CHAPTER
23

Output 3: Your Professional Development Plan

THE THIRD OUTPUT OF YOUR PERSONAL MODEL IS A DEVELOPMENT PLAN FOR YOURSELF AS COACH. THIS PLAN TAPS INTO THE STRENGTHS AND GAPS OF BOTH YOUR APPROACH TO COACHING AND YOUR PRACTICE PLAN FOR GETTING more coaching work. Addressing your areas for growth strengthens your approach and potentially increases your effectiveness in the marketplace.

Every coach should have a personal agenda for becoming a better coach. Below are developmental ideas from other coaches’ Personal Models that reflect their awareness of competencies that need to be developed. They tend to be more interpersonal and emotional competencies than cognitive ones.

I need to upgrade my listening and communication skills in order to be an effective coach. I need to be able to listen without jumping in with advice. Similarly, I need to really consider what a client is saying, without judgment or forming an immediate opinion.

As a coach, I need a much more reflective, calmer style than in my usual roles.

I need to have a stronger presence with those leaders who have big egos. Whether clients or managers, they tend to dominate conversation and put me into a passive mode. I need to have strategies for holding my own with them and leveraging my point of view.

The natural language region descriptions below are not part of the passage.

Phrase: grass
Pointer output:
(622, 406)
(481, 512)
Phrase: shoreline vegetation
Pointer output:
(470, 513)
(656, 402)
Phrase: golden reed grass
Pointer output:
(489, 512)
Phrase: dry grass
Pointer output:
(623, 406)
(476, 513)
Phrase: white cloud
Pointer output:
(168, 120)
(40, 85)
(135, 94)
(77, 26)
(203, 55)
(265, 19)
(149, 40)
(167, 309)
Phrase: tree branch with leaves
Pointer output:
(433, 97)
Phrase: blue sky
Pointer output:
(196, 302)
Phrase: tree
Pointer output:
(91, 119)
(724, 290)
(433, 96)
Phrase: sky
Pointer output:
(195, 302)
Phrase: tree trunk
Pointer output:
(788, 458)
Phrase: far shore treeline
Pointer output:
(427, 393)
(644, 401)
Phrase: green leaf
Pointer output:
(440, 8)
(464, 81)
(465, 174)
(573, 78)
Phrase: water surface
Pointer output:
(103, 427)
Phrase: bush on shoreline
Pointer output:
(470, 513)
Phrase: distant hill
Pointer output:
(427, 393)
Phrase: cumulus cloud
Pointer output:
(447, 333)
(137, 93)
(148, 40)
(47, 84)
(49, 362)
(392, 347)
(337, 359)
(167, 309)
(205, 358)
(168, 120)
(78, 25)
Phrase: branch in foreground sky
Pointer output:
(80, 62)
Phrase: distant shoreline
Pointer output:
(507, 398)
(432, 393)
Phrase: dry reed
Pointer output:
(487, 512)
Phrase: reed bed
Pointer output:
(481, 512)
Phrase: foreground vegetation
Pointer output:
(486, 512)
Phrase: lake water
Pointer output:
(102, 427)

To be a more effective and versatile coach, I need to remain sharp and present when I am tired or distracted. I tend to move into my comfort zone of consulting and advising.

A challenge I have is to become more comfortable with silence and giving the client time to really think about what we are discussing.

There are skills, knowledge, and abilities that may benefit your coaching practice as well, as expressed in these sample statements:

My plan for ongoing development as a coach includes learning more about positive psychology, exploring the topic of psychological loss, and becoming certified in an emotional intelligence instrument and a 360-degree feedback tool.

I need to understand more concepts about leadership and management so that I can listen actively and respond with substantive ideas, yet stay away from providing answers.

My development plan includes learning more about theoretical models such as appreciative inquiry. Also, I want to get experience with cross-cultural coaching by securing an international client.

I will become certified in several of the psychological and interpersonal-style assessment techniques that are often used in coaching engagements.

All coaches have their own preferred way of learning. These methods might include study, courses, peer learning groups, or an arrangement with a case supervisor. Here are some practicing coaches’ reflections on their learning methods:

Every engagement holds the potential for learning. I have used journaling to make my reflections more productive. I will continue to journal, but in future cases, I will target my journaling on several key questions aimed at each coaching assignment: What am I learning about myself? What feels risky with this client and what should I do about it? What needs to happen so that the balance of responsibility is tipped toward the client? What about this client is unclear and what can I do about it? To what extent am I modeling what we are talking about?

My meditative discipline outside of sessions is an important contributor to being less reactive and more present during sessions. I would also like to identify a set of mindfulness exercises to use before I meet with clients.

Since I learn best by doing, I will use my coaching work to be my teacher. It will take a disciplined approach to reflection, which I plan to do in three contexts: on my own, after each session, and at milestones; with a peer-coach support group of three to four colleagues; and with a more senior case supervisor, on more complex cases or when I feel stuck.

The following questions are designed to help you consider your own future learning:

Image Reflecting back on your current experience, what areas of coaching would you like to improve?

Image What personal or professional characteristics would you like to address because they hold you back as a coach?

Image What can you do to expand your interpersonal range with clients?

Image What types of clients do you find most difficult or challenging?

Image How can you learn to work more confidently with a wider range of clients?

Image Building on your practice plan, what personal strengths can you build on?

Image As you consider approaching the groups, business sectors, and types of organizations that you would like to work with, what hurdles might you want to overcome?

Image What might you do to expand your repertoire of coaching methods?

Image How would you assess your listening skills, and what about them do you want to further leverage?

Image What questions do you have about theories, principles, or concepts that are linked with coaching?

Image What models, approaches, or coaching techniques (Part II of this book) do you want to learn more about, and how might you experiment with them?

Image What personal development areas may hold you back from being the coach you envision?

Image How might you work on your own personal growth as you do coaching?

Image What learning resources might you access to further your professional development (e.g., case supervision, support or professional learning groups, tutorials), and how will you contract them?

Image What challenges do you face as an internal coach in terms of time, boundaries, senior leader support, program definition, case supervision, and continued investment in your growth as a coach?

Image How might you address and get support in addressing internal coach challenges?

As you develop as an executive coach, you will find that your approach expands and becomes more robust. At the same time, working on your development plan will enhance your presence in the marketplace and add to the overt skills needed for coaching assignments. As with the rest of your Personal Model, it is meant to be fluid and changeable as you grow and gain more experience. Even senior coaches maintain development plans, although with less of a focus on skill areas and more attention given to theories or new approaches. Most important, your development plan links you with your clients’ struggles to learn and grow so that you can better identify with their experiences during coaching.